I suppose performance issues could occur when you have big applications with a lot of plugins that export a lot of packages. But I would like to see some benchmarks before making decisions. Would be really interesting to hear from people that are saying to always use Require-Bundle.
Am 28.03.2016 21:48 schrieb "Daniel Megert" <
daniel_megert@xxxxxxxxxx>:
> @Dani
> Do you have any benchmarks that compare those two dependency approaches?
You ask the wrong person - I did not
make any performance related statements.
Dani
From:
Dirk Fauth <dirk.fauth@xxxxxxxxx>
To:
"Eclipse Platform
UI component developers list." <platform-ui-dev@xxxxxxxxxxx>
Date:
28.03.2016 21:28
Subject:
Re: [platform-ui-dev]
Policy of the Platform projects with regards to tests accessing non-public
members
Sent by:
platform-ui-dev-bounces@xxxxxxxxxxx
I don't know about performance issues with Require-Bundle.

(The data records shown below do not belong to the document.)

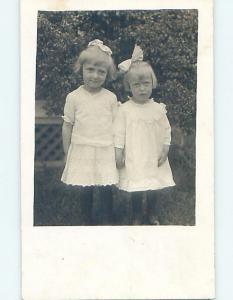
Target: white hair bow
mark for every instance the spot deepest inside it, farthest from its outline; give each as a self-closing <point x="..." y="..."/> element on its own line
<point x="101" y="46"/>
<point x="136" y="56"/>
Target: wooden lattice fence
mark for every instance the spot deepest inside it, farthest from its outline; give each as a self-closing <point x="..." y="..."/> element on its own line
<point x="48" y="138"/>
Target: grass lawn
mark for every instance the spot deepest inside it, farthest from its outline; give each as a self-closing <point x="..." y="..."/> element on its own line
<point x="58" y="204"/>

Haven't looked at it from that point. If Require-Bundle is better in performance than preferring
ALWAYS one approach is wrong. Using Require-Bundle wouldn't be dynamic
which means you can not exchange implementations. For example you can not
exchange the logging implementation when using Require-Bundle, this only
works with Import-Package. Probably a good rule could be to use Import-Package
for third-party libraries that should be exchangeable and Require-Bundle
for application bundles that are not intended to be exchanged?
@Dani
Do you have any benchmarks that compare those two dependency approaches?
Am 28.03.2016 17:37 schrieb "Stefan Xenos" <sxenos@xxxxxxxxx>:
> The Require-Bundle stuff introduces more
> problems than it tries to solve.
You know, that's a funny thing. At EclipseCon I attended
a couple talks where people said you should never use Require-Bundle and
a couple talks where people said you should always use it.
The argument against Require-Bundle was that you can get
class name conflicts if you put identical jar files in two plugins with
different names.
The argument against Require-Package was that it was much
slower than Require-Bundle and slowed down startup time for large numbers
of plugins.
If the performance claims are true (I haven't confirmed
them), I have to say the argument in favor of Require-Bundle sounds much
stronger. The name conflicts only occur if you don't use a consistent naming
scheme so are largely only a theoretical problem (and even if it shows
up, it can be fixed by applying a consistent naming scheme). But the performance
problems were seen by end users in the real world and have no workaround.
- Stefan
On Mon, Mar 28, 2016, 6:03 AM Daniel Megert <daniel_megert@xxxxxxxxxx>
wrote:
Sorry to chime in late.
Existing plug-ins should not be converted to fragments as mentioned before.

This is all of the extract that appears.